Anyways the reason I started writing all this was just this morning as I was stuffing it with a lunch and a waterbottle I found a rock. This rock was a fossil really, some sort of shell from when my part of the world was under some ancient sea. I remember originally finding the rock because a large ginseng plant had grown atop it and i had to pry the root and fossil apart last fall.
Now it was finally spring and the old pack was going back to the same woods today. Not for ginseng but for another treasure, ramps. Ramps or wild leeks for you non-hillbilly types are one of the earliest plants to pop up in spring. Fried potatoes and ramps are a delicacy well known only in the hills and hollers of appalachia.
During early spring the old pack is kept out in the shed because you can smell the strong oniony smell of ramps from ten feet away and I risk the boss lady throwing it away if I tried to keep it in the house.

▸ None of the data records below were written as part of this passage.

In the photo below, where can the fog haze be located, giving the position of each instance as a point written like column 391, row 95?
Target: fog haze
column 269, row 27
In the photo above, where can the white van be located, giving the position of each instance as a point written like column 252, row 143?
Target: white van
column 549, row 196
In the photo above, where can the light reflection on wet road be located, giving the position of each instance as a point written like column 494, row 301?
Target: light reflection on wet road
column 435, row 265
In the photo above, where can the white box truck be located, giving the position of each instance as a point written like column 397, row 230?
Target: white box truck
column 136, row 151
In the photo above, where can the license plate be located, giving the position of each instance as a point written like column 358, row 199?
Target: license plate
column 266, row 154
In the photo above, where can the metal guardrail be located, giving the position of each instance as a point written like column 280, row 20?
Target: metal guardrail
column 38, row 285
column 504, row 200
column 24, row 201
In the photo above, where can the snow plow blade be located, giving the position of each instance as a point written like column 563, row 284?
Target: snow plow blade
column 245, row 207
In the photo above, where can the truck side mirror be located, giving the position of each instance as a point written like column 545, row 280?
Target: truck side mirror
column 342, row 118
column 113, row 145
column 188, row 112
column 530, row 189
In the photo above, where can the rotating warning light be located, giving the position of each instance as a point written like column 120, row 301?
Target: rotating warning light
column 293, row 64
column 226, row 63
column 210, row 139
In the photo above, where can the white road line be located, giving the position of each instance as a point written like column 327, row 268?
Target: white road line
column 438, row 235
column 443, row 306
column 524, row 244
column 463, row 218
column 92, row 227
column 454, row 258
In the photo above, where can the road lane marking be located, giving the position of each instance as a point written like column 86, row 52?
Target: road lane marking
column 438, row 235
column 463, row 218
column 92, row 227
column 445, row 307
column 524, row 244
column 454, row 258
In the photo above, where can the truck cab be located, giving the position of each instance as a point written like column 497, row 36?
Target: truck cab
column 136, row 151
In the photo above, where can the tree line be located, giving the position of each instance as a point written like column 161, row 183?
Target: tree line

Lunch is a peanut butter sandwich and a tangerine. Those along with a raincoat, camera, waterbottle and a small digging trowel go in the big main compartment. In the small pocket on the back go a compass, knife, and my cell phone and car keys. The cell phone is inside a ziplock bag and turned off. Cell phones have no place in the woods, just like radios in a campground. I sort of have a place in mind for lunch, a small indian mound hidden back in the woods that I think of as somehow being mine.
If fate, or whatever Gods watch over hillbillys like me, smiles on this little adventure maybe I'll also bring home a sack of morel mushrooms. It's a little early but not intirely out of the question. Dipped in milk and rolled in half flour and half cornmeal and fried, they would turn the potatoes and ramps into a feast fit for the gods.
I guess the biggest advantage of having a beat op old knapsack over the latest hi- teck version is you really don't mind if it ends up smelling like fresh ramps and springtime woods.